Bug #98564 [InnoDB] Assertion failure: space->encryption_op_in_progress == NONE
Submitted: 12 Feb 2020 10:28 Modified: 17 Feb 2021 11:01
Reporter: Satya Bodapati (OCA) Email Updates:
Status: Closed Impact on me:
None 
Category:MySQL Server: InnoDB storage engine Severity:S3 (Non-critical)
Version:8.0, 8.0.19 OS:Any
Assigned to: CPU Architecture:Any

[12 Feb 2020 10:28] Satya Bodapati
Description:
Kill server when ALTER TABLESPACE is running.
Next startup, when resume alter thread is about to start, start some DDLs parallely in other connections (on unrelated tablespaces).
Kill the server again.

On startup, trying to re-encrypt this table will lead to assertion failure. Essentially the tablespace is left in 'partial' state. The recovery roll-forward encrypt thread will never fix it.

How to repeat:
See mtr testcase. Please apply the debug patch. This is to ensure resume_encrypt thread is killed in right state.

Suggested fix:
It seems resume encrypt thread breaks DDL Log design.

1. So when DDL execute, they write DDL log entries in DDL Log Table using the connection id(). aka thread_id in innodb source.

2. after restart, the connection ids can again start from beginning.

3. When the resume encrypt thread is about to process the DDL log entries, parallel DDL will create entries with same connection ids.

4. When the DDLs are successful, they remove the 'old' connection id entries also. Thus resume encrypt thread or next startups will never these DDL Log entries.

Let me try to explain with example:

1. ALTER TABLESPACE ENCRYPTION='Y' -> writes entry into DDL_log table with id 7 (connection id as 7).
2. assume this operation is killed. So DDL_Log with entry 7 is used at startup to resume the operation.
3. Next startup, there is new connection estableished and its id is 7 again. Execute DDL from this. When the DDL completes, it has to remove all entries with '7'.
4. Now the old entry '7' is also removed.
5. If server is killed at this stage, it can never resume the encryption operation as DDL_Log is empty.

My recommendation is to let go of this 'background thread concept', recover encrypt operations like other DDLs are processed.
(afaik, DDL Recovery happens at startup and only exemption is encryption operations)

IF we want to keep background thred resume, ensure somehow the ids don't conflict. This is a bit hard because server decides those connection ids.

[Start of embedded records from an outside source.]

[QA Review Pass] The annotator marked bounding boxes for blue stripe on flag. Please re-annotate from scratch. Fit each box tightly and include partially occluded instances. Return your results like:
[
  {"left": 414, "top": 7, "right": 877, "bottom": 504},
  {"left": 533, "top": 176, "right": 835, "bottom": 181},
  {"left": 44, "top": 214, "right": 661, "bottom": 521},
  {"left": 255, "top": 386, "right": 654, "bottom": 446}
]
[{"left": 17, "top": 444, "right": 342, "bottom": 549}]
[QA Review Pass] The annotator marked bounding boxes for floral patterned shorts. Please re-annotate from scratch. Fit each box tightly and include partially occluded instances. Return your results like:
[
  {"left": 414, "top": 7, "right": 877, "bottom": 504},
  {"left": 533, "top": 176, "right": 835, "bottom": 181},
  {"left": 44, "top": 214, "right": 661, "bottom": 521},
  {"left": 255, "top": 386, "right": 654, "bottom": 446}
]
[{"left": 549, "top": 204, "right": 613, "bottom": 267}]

IF we block startup until resume encrypt is over, then we might as do as part of regular startup. No need for background. But yes, in rare cases, startup will be longer.
[12 Feb 2020 10:29] Satya Bodapati
mtr testcase

Attachment: ddl_log_issue.test (application/octet-stream, text), 3.83 KiB.

[12 Feb 2020 10:32] Satya Bodapati
code change. sleep

Attachment: ddl_log_code_change.diff (text/x-patch), 555 bytes.

[12 Feb 2020 11:45] MySQL Verification Team
Hello Satya,

Thank you for the report and feedback!

regards,
Umesh
[12 Feb 2020 13:16] MySQL Verification Team
I think that debug patch is fine, since it only introduces sleep() when server is compiled with full debug info.
[17 Sep 2020 16:27] Daniel Price
Posted by developer:
 
Fixed as of the upcoming 8.0.23 release, and here's the proposed changelog entry from the documentation team:

An interrupted tablespace encryption operation did not update the
encrypt_type table option information in the data dictionary when the
operation resume processing after the server was restarted.
[21 Sep 2020 16:35] MySQL Verification Team
Thank you, Daniel.
[15 Feb 2021 8:59] Satya Bodapati
Thank you for fixing this! This should be in closed status though.
[15 Feb 2021 13:44] MySQL Verification Team
Hi,

We agree with Mr. Bodapati that this report should be closed.
[17 Feb 2021 11:01] Erlend Dahl
In response to urgent requests from Mr Bodapati and Mr Milivojevic, I close the bug.